Une fois le malade admis à l’hôpital, les relations du personnel avec le parent sont pour une bonne part marquées par cette dimension culpabilisante256. Les raisons mêmes, pour le parent, de croire qu’il n’a pas personnellement trahi le malade – quoi qu’en puisse penser ce dernier – peuvent lui fournir les bases de l’argumentation défensive qu’il développera lors de ses visites ultérieures à l’hospitalisé et justifier son espoir de voir leurs relations reprendre leur cours normal après avoir été suspendues pendant la période d’hospitalisation et ce point de vue peut en effet permettre au malade, s’il y est sensible, de lui trouver des excuses à supposer qu’il lui en cherche257.

Par conséquent, si le parent peut être d’un grand secours pour les intermédiaires et les administrateurs de l’hôpital, ceux-ci ont également le pouvoir de lui rendre des services non négligeables.

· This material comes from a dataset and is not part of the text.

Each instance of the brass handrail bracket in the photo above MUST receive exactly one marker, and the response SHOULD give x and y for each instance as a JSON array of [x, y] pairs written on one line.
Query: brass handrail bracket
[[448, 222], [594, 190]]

On voit donc naître un échange involontaire de services réciproques, qui, pour la plupart, demeurent eux-mêmes souvent involontaires.

L’illusion rétrospective

En raison du rôle déterminant des contingences dans l’hospitalisation, il semble pratiquement impossible que le malade sache avant son arrivée effective à l’hôpital comment les choses se passeront exactement : jusqu’alors, il n’est un individu en voie d’internement ni pour lui-même ni pour les autres. Mais à partir du moment où on le maintient contre son gré à l’hôpital, parents et personnel de l’établissement auront grand besoin de toute une argumentation pour justifier les épreuves qui lui sont imposées. Les membres du personnel médical auront de la même façon besoin d’être certains qu’ils font bien le métier pour lequel on les a formés. La solution de ce problème se trouve facilitée – involontairement, sans aucun doute – par la reconstitution qui tend à situer la genèse de la maladie dans le passé du patient et à démontrer que, progressivement après l’apparition des premiers symptômes, le sujet a fini par devenir tellement malade que, s’il n’avait pas été hospitalisé, il lui serait arrivé des choses bien pires encore, ce qui est d’ailleurs possible. En outre, le malade lui-même ne manquera pas de raisons pour accorder crédit à cette reconstitution psychiatrique de son passé, s’il veut donner un sens à son séjour à l’hôpital et garder la possibilité de croire encore à l’honnêteté et aux bonnes intentions de son parent.

C’est là un aspect très délicat de la sociologie des carrières. La vue d’ensemble que chaque individu se construit lorsqu’il regarde rétrospectivement son évolution est un des aspects importants de toute carrière. Toute la carrière pré-hospitalière du malade découle, en un sens, de cette reconstruction. Le fait d’avoir parcouru ce genre de carrière avec, au départ, une maladie réelle, joue dans l’évolution du malade mental un rôle important qui ne peut apparaître qu’après l’hospitalisation : c’est en effet pour le malade la preuve que la phase qu’il a traversée – et qu’il vient de quitter – correspond bien à la carrière ordinaire d’un malade sur la voie de l’internement.